Lüönd cited the case of the German weekly Die Zeit, which also sells wine, on the principle that “if wine merchants no longer place advertisements, we’ll take over their business”.

Lüönd pointed to the Ringier-Verlag, whose CEO recently said that Ringier was not a news concern, but an entertainment one. It owns event agencies as well as a concert promotor and sports marketer.

Editorial quality?

Rainer Stadler, media specialist with the Neue Zürcher Zeitung (NZZ), told the conference that a business model where the media make money from non-journalistic areas had the advantage that profits can be used to finance editorial content.

He did not share Lüönd’s concern about mixing editorial and commercial content.

“I see this not so much as a political danger as an economic one,” he said. “It could drive competitors to the wall.”

Nevertheless, many journalists are aware of the economic pressure.

A poll of about 2,200 journalists in Germany, Austria, Slovenia and Switzerland conducted in 2010 shows that just under half of them were “totally” convinced that journalistic quality is suffering severely under economic pressure. Only five out of every hundred of those asked saw little or no connection.

Stealthy takeover

Lüönd is worried about another development too. “Editorial departments are being downsized, thinned out and brutally pared down to make savings. And on the other side the entire communications and similar industries, like public and investor relations, are being upgraded as never before.”

Today it is not only major companies that are have their own information apparatus, but associations, institutions, charities and the authorities, he pointed out.

“The fewer resources editorial departments have to evaluate and filter this input critically, the more willing they are to pass on the convenience products from the PR kitchen more or less unchecked,” he warned.

Research has shown that between 60 and 80 per cent of editorial content is influenced and steered by interest groups, if it is not actually supervised by them.

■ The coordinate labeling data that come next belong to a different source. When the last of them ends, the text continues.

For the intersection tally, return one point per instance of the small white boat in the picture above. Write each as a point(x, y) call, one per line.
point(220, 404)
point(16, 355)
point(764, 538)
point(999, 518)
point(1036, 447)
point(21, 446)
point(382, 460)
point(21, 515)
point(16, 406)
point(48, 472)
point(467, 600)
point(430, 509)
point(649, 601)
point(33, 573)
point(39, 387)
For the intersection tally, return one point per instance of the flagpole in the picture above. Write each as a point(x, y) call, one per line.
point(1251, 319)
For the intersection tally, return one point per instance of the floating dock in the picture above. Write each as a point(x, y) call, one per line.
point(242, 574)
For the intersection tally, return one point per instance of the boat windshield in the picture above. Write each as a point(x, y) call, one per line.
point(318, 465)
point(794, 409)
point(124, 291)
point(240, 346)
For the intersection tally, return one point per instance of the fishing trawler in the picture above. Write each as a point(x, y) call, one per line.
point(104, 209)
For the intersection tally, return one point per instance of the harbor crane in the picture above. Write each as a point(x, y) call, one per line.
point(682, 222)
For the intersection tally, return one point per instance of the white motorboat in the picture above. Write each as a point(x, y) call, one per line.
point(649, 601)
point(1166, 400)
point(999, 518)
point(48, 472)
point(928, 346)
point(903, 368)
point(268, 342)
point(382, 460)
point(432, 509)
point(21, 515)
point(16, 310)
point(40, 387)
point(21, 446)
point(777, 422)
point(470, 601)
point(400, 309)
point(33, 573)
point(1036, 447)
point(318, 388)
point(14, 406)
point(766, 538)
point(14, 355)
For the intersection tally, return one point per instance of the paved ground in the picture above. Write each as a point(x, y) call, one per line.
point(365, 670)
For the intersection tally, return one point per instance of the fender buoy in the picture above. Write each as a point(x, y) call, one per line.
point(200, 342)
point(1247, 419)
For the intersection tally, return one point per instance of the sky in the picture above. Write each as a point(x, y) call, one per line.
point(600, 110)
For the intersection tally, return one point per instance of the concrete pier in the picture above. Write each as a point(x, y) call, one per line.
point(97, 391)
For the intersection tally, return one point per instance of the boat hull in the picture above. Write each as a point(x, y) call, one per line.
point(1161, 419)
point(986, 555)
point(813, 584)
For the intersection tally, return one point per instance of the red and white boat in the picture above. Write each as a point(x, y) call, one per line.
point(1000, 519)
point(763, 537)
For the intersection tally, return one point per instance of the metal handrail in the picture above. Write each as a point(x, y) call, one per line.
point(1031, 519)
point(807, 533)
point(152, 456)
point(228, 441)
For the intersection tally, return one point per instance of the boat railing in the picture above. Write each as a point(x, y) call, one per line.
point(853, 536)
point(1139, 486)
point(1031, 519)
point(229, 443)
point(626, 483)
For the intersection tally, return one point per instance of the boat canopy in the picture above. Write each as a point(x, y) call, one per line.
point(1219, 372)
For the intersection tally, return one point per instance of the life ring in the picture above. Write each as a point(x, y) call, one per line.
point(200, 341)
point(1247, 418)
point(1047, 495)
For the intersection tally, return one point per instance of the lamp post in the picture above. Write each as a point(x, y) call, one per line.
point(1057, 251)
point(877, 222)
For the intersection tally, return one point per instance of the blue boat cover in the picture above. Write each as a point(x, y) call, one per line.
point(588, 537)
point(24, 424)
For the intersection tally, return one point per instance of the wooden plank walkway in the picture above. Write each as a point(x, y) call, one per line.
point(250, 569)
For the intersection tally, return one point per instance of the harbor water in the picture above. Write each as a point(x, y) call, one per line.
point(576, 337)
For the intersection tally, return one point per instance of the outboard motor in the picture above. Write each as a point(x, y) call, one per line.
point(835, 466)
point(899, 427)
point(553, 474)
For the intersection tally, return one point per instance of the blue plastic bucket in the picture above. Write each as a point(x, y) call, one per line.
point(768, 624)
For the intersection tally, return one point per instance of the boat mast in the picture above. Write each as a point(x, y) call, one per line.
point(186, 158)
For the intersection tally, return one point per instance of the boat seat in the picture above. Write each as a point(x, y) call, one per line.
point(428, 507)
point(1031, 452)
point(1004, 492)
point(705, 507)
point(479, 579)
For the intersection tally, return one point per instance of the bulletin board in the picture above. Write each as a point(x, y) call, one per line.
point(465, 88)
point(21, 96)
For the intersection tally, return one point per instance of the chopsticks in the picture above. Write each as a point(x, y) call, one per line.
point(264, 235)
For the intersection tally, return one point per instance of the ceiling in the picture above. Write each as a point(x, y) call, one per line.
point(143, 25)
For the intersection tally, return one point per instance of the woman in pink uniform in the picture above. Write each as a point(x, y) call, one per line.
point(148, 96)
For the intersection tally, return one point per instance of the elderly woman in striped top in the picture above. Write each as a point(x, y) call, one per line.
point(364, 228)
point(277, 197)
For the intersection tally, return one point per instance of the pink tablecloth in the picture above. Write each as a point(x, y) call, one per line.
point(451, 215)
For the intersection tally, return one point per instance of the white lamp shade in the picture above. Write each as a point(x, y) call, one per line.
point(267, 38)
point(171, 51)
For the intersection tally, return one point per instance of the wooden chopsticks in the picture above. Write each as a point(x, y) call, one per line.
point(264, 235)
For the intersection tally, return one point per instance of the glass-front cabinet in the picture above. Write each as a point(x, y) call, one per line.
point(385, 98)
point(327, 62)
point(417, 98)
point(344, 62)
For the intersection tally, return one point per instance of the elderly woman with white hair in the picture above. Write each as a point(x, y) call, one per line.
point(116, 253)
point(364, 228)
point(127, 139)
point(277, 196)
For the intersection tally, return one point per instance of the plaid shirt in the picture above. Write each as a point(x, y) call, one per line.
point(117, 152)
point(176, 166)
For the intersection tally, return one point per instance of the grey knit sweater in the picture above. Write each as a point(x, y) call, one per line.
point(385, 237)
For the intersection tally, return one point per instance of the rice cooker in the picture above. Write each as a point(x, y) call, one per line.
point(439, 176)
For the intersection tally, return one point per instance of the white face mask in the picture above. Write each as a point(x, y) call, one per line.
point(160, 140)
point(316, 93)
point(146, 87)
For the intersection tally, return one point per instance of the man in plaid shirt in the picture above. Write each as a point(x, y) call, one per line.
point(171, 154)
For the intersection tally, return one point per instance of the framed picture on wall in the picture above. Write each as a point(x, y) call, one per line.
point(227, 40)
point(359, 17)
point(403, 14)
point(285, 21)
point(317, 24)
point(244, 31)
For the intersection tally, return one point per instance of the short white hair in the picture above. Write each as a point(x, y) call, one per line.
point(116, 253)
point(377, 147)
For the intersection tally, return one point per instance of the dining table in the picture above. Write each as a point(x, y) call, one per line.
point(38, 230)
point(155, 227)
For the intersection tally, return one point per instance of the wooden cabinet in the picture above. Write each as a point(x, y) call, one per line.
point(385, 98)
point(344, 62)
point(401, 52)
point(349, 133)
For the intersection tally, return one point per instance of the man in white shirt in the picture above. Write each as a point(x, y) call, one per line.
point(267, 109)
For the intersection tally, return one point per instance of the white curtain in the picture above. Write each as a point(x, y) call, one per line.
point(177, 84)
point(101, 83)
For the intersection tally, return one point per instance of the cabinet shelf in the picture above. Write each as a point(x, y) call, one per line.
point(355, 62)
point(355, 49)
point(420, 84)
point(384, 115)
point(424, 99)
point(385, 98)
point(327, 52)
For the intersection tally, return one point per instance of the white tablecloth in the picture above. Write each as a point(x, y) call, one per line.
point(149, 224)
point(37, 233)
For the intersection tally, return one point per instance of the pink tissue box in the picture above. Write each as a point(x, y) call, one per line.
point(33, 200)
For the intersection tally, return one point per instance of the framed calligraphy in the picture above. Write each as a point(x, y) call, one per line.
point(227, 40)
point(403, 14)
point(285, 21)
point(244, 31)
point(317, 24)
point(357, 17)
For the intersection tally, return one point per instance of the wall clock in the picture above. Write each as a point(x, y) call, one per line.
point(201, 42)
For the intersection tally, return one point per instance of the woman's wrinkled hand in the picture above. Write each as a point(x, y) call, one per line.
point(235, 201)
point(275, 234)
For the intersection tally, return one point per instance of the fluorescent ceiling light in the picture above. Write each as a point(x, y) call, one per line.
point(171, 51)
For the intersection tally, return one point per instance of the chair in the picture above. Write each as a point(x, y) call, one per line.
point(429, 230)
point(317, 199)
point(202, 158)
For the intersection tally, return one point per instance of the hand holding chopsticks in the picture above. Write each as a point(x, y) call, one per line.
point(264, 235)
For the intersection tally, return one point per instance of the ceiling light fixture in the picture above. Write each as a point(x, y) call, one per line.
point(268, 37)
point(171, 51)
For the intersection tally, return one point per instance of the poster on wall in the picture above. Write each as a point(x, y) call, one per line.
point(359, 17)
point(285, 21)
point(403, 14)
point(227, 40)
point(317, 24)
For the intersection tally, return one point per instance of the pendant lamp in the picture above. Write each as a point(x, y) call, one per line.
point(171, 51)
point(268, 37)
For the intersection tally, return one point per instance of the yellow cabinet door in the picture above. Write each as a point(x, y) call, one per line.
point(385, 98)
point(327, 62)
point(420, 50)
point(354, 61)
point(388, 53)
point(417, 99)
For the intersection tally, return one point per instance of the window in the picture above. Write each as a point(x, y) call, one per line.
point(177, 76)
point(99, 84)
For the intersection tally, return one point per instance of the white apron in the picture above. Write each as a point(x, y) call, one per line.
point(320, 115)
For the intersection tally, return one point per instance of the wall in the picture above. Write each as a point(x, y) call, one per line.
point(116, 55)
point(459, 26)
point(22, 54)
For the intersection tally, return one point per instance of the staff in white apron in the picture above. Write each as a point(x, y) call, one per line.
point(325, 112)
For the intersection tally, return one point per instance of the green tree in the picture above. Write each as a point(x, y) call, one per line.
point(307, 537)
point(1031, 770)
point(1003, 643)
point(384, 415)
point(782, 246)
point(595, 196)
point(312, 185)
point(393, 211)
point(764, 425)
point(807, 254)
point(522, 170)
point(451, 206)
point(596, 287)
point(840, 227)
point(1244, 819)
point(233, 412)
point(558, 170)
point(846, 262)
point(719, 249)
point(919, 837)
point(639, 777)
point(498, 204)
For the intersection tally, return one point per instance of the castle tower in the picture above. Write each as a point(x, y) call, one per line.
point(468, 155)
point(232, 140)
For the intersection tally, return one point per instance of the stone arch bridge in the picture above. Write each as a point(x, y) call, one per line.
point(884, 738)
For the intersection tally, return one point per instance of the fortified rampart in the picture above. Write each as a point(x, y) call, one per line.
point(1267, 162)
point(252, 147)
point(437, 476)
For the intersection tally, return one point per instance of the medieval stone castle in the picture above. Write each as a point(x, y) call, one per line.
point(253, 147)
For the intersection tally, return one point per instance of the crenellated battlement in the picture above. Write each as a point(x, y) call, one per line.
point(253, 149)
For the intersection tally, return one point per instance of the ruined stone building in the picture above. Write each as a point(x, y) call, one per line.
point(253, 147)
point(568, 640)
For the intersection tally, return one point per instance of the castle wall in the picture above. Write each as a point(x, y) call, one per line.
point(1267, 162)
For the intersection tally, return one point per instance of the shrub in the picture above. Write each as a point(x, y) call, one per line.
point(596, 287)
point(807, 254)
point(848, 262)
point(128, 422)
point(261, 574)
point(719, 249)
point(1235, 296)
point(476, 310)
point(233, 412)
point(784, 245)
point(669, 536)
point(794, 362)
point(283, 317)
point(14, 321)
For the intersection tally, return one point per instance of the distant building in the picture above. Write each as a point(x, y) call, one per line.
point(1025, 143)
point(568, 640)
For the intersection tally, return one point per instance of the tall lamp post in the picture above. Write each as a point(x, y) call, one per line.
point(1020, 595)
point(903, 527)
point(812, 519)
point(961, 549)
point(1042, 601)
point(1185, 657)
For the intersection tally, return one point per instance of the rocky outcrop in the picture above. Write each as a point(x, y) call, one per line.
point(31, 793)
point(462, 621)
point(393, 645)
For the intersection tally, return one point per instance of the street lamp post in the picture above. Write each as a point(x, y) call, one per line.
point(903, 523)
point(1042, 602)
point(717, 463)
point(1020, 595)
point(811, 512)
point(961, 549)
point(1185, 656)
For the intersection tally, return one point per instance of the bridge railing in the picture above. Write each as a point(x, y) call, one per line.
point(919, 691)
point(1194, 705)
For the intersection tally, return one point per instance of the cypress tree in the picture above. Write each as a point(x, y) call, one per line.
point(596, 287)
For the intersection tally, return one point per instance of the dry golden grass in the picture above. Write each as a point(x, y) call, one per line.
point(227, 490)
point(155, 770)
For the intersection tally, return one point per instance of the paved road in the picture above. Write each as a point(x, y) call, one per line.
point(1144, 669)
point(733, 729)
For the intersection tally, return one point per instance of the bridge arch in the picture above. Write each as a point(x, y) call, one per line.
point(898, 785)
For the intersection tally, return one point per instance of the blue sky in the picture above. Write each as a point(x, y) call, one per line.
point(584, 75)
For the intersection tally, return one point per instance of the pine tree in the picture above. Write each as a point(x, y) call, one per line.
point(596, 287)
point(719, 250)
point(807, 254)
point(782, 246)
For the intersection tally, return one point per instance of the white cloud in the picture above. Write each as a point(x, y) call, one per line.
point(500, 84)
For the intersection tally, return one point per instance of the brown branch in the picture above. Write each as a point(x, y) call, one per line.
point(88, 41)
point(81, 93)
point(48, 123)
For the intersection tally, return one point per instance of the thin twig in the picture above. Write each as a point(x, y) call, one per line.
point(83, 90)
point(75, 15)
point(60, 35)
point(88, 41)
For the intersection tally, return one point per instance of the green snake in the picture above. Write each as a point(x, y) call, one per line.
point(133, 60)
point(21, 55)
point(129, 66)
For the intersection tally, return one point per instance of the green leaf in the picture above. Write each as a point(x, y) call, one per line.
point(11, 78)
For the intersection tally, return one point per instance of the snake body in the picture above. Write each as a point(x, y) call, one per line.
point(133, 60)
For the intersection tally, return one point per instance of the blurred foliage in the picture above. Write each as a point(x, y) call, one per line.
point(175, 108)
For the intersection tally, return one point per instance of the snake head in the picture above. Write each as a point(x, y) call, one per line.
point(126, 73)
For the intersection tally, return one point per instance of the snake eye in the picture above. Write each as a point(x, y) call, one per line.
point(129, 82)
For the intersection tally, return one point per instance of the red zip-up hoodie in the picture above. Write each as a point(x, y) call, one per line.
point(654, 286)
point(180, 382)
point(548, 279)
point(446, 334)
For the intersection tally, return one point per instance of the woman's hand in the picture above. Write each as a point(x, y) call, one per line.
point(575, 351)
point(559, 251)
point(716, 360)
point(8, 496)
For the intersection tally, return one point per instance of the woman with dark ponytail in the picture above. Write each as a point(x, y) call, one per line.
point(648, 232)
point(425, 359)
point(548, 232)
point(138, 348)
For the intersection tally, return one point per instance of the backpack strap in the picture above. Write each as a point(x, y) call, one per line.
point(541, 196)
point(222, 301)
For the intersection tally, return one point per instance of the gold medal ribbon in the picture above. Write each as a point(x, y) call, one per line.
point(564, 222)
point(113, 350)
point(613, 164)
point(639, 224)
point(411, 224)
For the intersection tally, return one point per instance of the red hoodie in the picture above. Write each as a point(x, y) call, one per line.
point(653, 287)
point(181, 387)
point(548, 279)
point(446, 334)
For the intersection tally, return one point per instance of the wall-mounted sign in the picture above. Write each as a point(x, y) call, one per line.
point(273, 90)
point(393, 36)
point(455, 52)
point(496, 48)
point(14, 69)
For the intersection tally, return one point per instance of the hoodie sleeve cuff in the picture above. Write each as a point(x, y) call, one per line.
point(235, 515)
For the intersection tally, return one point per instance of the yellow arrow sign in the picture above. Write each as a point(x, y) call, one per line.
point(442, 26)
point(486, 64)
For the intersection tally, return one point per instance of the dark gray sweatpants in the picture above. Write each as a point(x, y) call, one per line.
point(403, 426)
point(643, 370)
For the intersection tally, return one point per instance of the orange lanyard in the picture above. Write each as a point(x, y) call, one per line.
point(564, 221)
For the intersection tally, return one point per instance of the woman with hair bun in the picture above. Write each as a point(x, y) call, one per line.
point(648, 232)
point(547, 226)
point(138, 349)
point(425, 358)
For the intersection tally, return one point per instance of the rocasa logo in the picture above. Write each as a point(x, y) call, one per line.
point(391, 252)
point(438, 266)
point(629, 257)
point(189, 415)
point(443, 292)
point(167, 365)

“That is what is dangerous, and it is something that journalists are insufficiently aware of.”

Lüönd is also worried about a brain drain of well-known journalists who are increasingly taking jobs in PR agencies or elsewhere.

A recent example is Gerhard Schwarz, who for many years was the head of the economic section of the NZZ and the paper’s deputy editor. After 30 years he has left the paper to become director of the Swiss think tank Avenir Suisse. He once said he saw no future for motivated journalism.

“Without sufficient resources journalism becomes toothless and unable to function,” Lüönd declared.

The free daily 20 Minutes is the newspaper with the biggest circulation in Switzerland (494,368 copies), even though its circulation dropped by 7.9% during this year, according to figures for the end of September published by media research agency Wemf.

In French-speaking regions, the French version of 20 Minutes circulation fell 9.9% to 207,112 copies. Its main free competitor Le Matin Bleu closed down in September 2009.

In German-speaking regions, most paid newspapers have been forced to make cutbacks, apart from the tabloid Blick where circulation rose by 0.2% to 214,880 copies.

Tamedia’s Berner Zeitung suffered a massive decline. Its circulation fell by 9.2% to 181,705 copies. Circulation of the company’s other main newspaper, the Bern-based Der Bund, also fell by 2.9% to 51,183 copies.

Its flagship newspaper, Tages-Anzeiger, also lost further ground. Last year the Zurich-based paper sold 203,636 copies (-2.7%). There was a similar fate for the Neue Zürcher Zeitung, which lost 2% with a circulation of 136,894.